The word extract, from medieval Latin, derived in our idiom on extraction. This term refers to act and consequence of extracting: remove, extirpate, eliminate.
For instance: “The dentist told me that, two hours before the extraction of the tooth, I should take an antibiotic to avoid infections”, “The extraction of clams is prohibited since it is an animal in danger of extinction”, “Environmentalists assure that gold mining will destroy the mountain and cause irreversible damage to the ecosystem“.
We can find different kinds of extraction in multiple areas. When a person approaches a ATM (ATM), you can perform a extraction And take out money from your bank account, taking the bills that the machine gives you.
The blood draw, on the other hand, it is a procedure that is carried out in the field of nursing. When removing blood a patient, the sample can be analyzed and valuable information about the individual’s health can be obtained.
In the context of odontology, extraction is a surgery which consists of the removal of a tooth or part of it. In this framework, the dentist uses certain instruments and applies their knowledge and skills to achieve the objective.
Focusing on the computing, the information extraction It is an operation that is developed to retrieve content from a database. The process can be specified automatically if the information is structured.
The extraction of structured or semi-structured information is part of the tasks of Recovery, and is carried out using documents that can be read by the computer. For example, this process takes place when certain handwritten documents are scanned to interpret their data and bring it to a digital database; that is, there must be an application that recognizes the text and converts it to information that can be stored and edited, instead of simply leaving it in graphic format.
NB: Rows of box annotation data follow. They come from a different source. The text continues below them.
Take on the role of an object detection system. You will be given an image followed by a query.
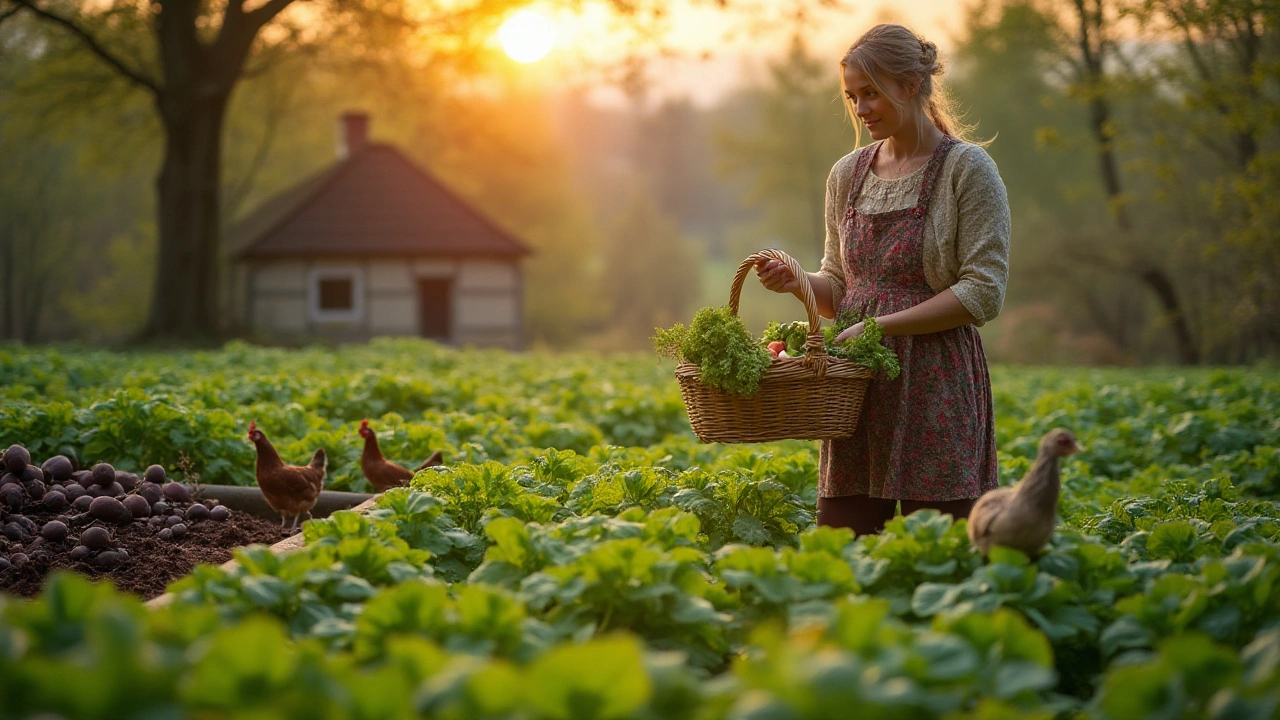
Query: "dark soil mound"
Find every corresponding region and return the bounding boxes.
[0,511,285,600]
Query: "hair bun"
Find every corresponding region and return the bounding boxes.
[920,40,942,76]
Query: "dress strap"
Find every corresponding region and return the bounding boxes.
[845,140,884,218]
[915,135,960,215]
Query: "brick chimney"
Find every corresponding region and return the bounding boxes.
[338,113,369,160]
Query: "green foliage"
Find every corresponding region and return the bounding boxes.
[654,305,771,395]
[823,311,902,379]
[0,342,1280,719]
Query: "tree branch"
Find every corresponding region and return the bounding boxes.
[244,0,294,29]
[13,0,160,95]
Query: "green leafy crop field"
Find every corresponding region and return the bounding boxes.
[0,341,1280,719]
The form of the texts varies according to the project and the intentions of those who carry out the information extraction: in some cases, they are forms structured, which usually have been created by the company that tries to extract the information present in them after having been filled in by third parties; but it can also be unstructured texts, such as newspaper articles or fiction books.
Here comes the concept of natural language, which refers to a linguistic variety typical of the human being that is created with the objective of communicating and that is supported by a specific syntax and complies with the principles of optimization and economy of language. The text sources that can be used for the extraction of information must contain messages written in a language of this type.
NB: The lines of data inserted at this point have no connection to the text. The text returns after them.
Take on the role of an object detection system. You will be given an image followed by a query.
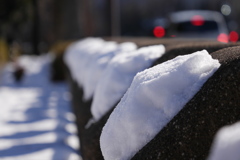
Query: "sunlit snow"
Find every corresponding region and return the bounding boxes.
[100,50,220,160]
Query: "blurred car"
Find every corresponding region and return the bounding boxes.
[152,10,238,42]
[168,10,228,38]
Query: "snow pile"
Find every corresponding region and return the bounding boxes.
[91,45,165,121]
[208,122,240,160]
[64,38,104,86]
[0,55,81,160]
[83,42,137,100]
[100,50,220,160]
[65,38,137,100]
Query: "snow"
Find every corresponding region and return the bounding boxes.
[208,122,240,160]
[91,45,165,121]
[64,38,137,100]
[100,50,220,160]
[0,54,81,160]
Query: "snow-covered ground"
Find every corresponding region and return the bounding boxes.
[100,50,220,160]
[0,55,81,160]
[208,122,240,160]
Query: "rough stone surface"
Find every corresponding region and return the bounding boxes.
[63,38,238,160]
[132,47,240,160]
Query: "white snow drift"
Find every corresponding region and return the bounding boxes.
[91,45,165,121]
[208,122,240,160]
[65,38,137,100]
[100,50,220,160]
Among the most common information extraction tasks are the following:
* name recognition: either the name of a person, a company or a place, or even monetary or other values expressions belonging to predefined categories, the information extraction is used to search and classify them;
* resolution of the coreference: it is about the detection of the correference between the entities of a given document, such as the one that exists between the full name of a company and its acronym;
* terminology extraction: in this case, the process consists of the analysis of a text to identify the arguments semantics that are linked to verbs, to establish a classification according to their roles. For example, in the sentence «Marisa bought a PDA from Valeria», “Marisa” is recognized as the buyer agent, the «PDA» is the object, «Bought» is the verb and «Valeria», the selling agent.
In the miningFinally, extraction is the exercise that allows to obtain minerals from a deposit and then exploit them commercially: copper extraction, lithium extraction, etc.